CO-23 Denial Code Explained

CO-23 is a medical billing denial code that indicates payment has been adjusted because another payer has already made payment on the claim. This denial commonly occurs when multiple insurance plans are involved and coordination of benefits rules apply.

What Does CO-23 Mean?

The CO-23 denial code means the insurance payer reduced or adjusted payment because another payer has already paid all or part of the claim.

This denial is often related to coordination of benefits, secondary insurance claims, and payer sequencing issues.

Common Reasons for CO-23
  • Another insurance company already paid the claim

  • Incorrect primary and secondary payer order

  • Coordination of benefits errors

  • Duplicate payment records

  • Medicare Secondary Payer (MSP) issues

  • Incorrect insurance information on file

How To Fix CO-23

Review the explanation of benefits from all insurance carriers involved and determine which payer has primary responsibility. Verify coordination of benefits information and ensure the claim was submitted in the correct order.

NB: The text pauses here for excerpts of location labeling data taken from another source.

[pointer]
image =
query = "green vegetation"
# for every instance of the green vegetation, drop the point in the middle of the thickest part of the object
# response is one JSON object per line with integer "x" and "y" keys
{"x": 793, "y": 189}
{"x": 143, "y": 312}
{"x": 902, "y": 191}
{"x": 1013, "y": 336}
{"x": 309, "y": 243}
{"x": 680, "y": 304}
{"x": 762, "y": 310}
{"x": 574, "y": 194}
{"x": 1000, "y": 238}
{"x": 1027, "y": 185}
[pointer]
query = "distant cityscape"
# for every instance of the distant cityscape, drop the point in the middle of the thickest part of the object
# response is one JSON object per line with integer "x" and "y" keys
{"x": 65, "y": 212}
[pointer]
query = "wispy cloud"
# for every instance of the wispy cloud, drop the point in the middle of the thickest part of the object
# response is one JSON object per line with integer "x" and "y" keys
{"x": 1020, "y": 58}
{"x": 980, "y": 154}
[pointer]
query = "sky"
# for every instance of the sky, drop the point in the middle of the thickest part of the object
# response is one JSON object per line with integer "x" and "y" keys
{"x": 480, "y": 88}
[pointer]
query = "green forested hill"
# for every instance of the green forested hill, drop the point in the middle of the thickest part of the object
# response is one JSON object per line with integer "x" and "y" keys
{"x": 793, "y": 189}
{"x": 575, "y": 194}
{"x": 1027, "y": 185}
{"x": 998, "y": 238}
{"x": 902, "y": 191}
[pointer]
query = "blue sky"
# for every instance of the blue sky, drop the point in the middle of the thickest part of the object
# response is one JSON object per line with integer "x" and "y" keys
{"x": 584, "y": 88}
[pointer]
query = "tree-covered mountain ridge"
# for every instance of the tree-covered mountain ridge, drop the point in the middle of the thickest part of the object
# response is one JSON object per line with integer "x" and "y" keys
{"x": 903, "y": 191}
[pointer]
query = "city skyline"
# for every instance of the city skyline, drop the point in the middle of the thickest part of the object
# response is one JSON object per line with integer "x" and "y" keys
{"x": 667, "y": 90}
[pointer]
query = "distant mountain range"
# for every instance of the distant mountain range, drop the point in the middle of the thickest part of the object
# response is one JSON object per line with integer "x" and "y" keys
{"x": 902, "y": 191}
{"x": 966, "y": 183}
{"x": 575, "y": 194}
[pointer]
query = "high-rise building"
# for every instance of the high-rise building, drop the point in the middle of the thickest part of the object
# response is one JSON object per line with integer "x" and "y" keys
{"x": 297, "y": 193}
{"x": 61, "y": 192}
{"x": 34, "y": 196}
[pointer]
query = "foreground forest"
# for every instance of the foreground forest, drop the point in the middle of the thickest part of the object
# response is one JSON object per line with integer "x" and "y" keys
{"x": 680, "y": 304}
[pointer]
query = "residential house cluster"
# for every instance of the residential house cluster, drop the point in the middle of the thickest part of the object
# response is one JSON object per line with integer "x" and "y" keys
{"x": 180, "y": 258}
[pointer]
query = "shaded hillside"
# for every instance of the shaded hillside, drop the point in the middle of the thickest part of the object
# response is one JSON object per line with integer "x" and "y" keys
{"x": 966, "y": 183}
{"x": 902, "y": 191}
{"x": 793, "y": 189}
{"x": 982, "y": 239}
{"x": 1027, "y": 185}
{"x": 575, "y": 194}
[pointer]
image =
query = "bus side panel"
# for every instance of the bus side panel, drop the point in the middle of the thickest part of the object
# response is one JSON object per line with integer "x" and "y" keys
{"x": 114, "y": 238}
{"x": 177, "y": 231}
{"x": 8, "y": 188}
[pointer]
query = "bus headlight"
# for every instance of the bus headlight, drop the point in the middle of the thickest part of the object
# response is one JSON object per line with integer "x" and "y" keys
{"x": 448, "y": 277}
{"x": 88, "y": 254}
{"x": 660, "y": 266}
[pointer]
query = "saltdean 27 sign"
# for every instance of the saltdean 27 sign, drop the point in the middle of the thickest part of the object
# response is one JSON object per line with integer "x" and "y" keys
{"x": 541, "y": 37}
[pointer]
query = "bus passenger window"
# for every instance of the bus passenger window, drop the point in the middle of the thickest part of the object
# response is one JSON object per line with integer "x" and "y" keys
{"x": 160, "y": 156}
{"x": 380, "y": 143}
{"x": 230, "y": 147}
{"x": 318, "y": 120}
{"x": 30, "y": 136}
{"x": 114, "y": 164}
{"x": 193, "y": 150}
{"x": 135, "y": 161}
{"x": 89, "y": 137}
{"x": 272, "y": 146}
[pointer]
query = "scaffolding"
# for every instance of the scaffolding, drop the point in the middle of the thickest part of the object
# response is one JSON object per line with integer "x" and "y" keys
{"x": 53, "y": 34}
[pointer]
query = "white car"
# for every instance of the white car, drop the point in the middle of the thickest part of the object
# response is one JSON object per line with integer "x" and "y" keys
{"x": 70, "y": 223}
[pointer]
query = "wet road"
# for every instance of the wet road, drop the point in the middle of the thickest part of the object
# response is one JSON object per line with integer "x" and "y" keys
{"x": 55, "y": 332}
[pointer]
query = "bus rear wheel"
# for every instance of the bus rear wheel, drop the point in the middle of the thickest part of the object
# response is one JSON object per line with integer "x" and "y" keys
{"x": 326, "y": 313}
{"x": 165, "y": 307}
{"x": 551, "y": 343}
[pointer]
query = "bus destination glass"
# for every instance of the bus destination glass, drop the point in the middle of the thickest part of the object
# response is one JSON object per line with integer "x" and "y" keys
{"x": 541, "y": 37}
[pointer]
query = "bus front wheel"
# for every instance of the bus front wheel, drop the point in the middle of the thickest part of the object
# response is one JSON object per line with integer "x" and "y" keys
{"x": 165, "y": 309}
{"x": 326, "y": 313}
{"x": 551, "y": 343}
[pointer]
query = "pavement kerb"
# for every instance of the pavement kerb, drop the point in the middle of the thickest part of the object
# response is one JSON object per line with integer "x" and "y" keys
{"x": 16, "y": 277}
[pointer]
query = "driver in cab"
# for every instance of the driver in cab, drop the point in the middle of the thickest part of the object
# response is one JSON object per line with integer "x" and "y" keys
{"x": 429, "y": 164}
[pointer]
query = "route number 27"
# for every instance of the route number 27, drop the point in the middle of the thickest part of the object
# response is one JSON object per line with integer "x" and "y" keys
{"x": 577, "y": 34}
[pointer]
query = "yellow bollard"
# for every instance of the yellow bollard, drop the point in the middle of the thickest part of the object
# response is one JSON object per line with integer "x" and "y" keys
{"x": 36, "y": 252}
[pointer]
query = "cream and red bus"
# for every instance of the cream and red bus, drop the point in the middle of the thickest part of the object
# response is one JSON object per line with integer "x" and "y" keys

If payment information appears incorrect, contact the payer and provide supporting documentation showing the payment history.

Frequently Asked Questions
What does CO-23 mean?

CO-23 means another payer has already made payment on the claim and the current payer adjusted reimbursement accordingly.

Is CO-23 related to coordination of benefits?

Yes. Coordination of benefits issues are one of the most common causes of CO-23 denials.

Can CO-23 be appealed?

Yes. If payment information is inaccurate or the adjustment was applied incorrectly, providers may request a review.

What should I review first?

Review all payer explanations of benefits and verify the correct primary and secondary payer sequence.

Can Medicare claims receive a CO-23 denial?

Yes. Medicare Secondary Payer rules can result in CO-23 adjustments when another insurance carrier has already issued payment.

Related Denial Codes

You may also encounter:

Quick Summary

CO-23 indicates another payer has already made payment on the claim. Most denials are caused by coordination of benefits issues, payer sequencing errors, or incorrect insurance information.